Eine andre Sage berichtet: daß alles Gold, welches der polnische König gesendet, noch nicht einmal vermogt habe, die Schaale, auf welcher der Leichnam des Heiligen gelegen, von der Erde zu bewegen. Es hatten darauf die Abgesandten schon alles Gold in die Waage geworfen, welches sie für sich selbst mit sich führten. Aber auch dieses war nicht genug; da kamen noch Preußen heran, so Adalbert getauft hatte, und legten auch ihr Gold hinzu; aber auch dieses reichte nicht aus, und man gab schon die Hoffnung auf, daß man Gold genug herbeischaffen könne, um den Körper aufzuwiegen.

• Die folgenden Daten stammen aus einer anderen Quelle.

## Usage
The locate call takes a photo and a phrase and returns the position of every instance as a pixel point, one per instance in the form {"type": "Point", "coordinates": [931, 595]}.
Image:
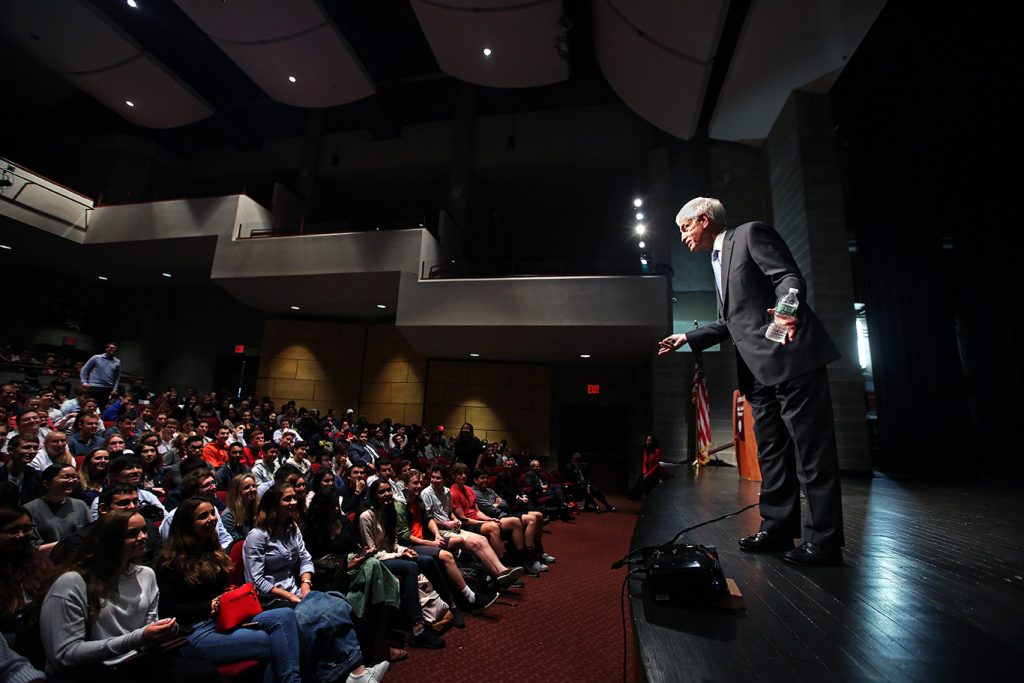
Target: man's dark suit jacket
{"type": "Point", "coordinates": [757, 270]}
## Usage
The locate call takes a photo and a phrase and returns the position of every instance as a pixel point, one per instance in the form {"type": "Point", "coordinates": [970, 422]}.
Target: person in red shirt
{"type": "Point", "coordinates": [216, 452]}
{"type": "Point", "coordinates": [653, 471]}
{"type": "Point", "coordinates": [473, 519]}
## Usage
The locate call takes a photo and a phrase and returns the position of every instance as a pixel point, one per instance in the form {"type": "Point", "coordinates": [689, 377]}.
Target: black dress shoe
{"type": "Point", "coordinates": [810, 554]}
{"type": "Point", "coordinates": [763, 542]}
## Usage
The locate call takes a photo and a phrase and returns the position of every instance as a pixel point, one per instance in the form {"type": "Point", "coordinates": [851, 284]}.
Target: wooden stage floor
{"type": "Point", "coordinates": [932, 589]}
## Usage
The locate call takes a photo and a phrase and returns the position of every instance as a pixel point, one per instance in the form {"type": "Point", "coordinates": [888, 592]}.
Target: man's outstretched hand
{"type": "Point", "coordinates": [671, 343]}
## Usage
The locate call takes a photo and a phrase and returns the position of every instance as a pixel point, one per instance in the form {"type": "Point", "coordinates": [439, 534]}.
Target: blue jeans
{"type": "Point", "coordinates": [275, 639]}
{"type": "Point", "coordinates": [329, 644]}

Da kam eine alte Frau dazu, die hatte nur zwei Pfennige in ihrem ganzen Vermögen, diese warf sie in die Schaale zu dem Golde, und siehe, es flog jetzt auf einmal die andre Schaale so in die Höhe, daß man alle das Gold, was der Polen -König geschickt, was die Gesandten dazu gelegt und was die bekehrten Preußen gebracht, wieder herausnehmen konnte und allein die zwei Pfennige der armen Frau den Leichnam des Heiligen genugsam aufwogen.


Eine andre Sage berichtet noch Folgendes über den Tod und Leichnam des heiligen Adalbert: Nachdem diesen nehmlich die heidnischen Preußen am Ufer der Ostsee erschlagen hatten, zerhackten sie seinen Körper in unzählige Stücke und ließen die Stücke unbeerdigt am Ufer liegen, unter andern hieb ihm ein Preuße einen Finger ab, an welchem der Heilige einen goldenen Ring trug. Den Finger warf er in das Meer, den Ring aber steckte er zu sich. Denselben Finger hat hernach ein Sperber aufgenommen, und während er über dem Meere flog in das Wasser fallen lassen, worauf ihn denn ein Hecht aufgeschlucket. Da geschahe es nun, daß der Fisch, wo er nun hingeschwommen, ein sonderbares Licht von sich gegeben. Als die Fischer dieses Lichtes ansichtig wurden, haben sie den Hecht gefangen und den Finger des Heiligen in seinem Bauche unversehrt gefunden. Die Fischer waren Christen und sie erkannten bald, daß der Finger einem heiligen Manne gehören müsse; daher gingen sie an das Ufer zu suchen, und sie fanden die Leiche. Die zerhauenen Stücke hatten sich aber wunderbarer Weise von selbst schon wieder zusammengefügt, so daß bloß der Finger noch an dem Körper fehlte. Denselben setzten die Fischer nun an, und er wuchs schnell fest, also daß der Körper wieder ganz wurde. Der Leib hatte schon ganzer dreißig Tage so gelegen, es hatte ihn aber ein Adler die Zeit über bewacht, und es hatte kein Vogel noch anderes Thier dazu kommen können.

Wieder eine andre Sage berichtet, dem Heiligen sei bloß das Haupt abgeschlagen worden, sonst aber der Körper ganz geblieben. Da war nun der Leichnam von selbst aufgestanden und hatte sein Haupt in seine beiden Hände genommen und es so vor sich hergetragen, zu der Kapelle, in welcher der Heilige gewöhnlich die Messe gelesen hatte. Unterweges sang das Haupt mit lauter, schöner Stimme allerlei geistliche Lieder. Von der Kapelle ging der Heilige weiter, von einem Orte zum andern, immer sein Haupt vor sich herrragend und fromme Lieder singend, bis er in die Gegend von Danzig kam, wo jetzt noch die Kirche des heiligen Adalbert steht; dort nahmen ihn die heidnischen Preußen, um ihn ihren Göttern zu Romove zu opfern. Allein es kaufte ihn der Polen-König Boleslav, wie dies bereit vorhin gemeldet.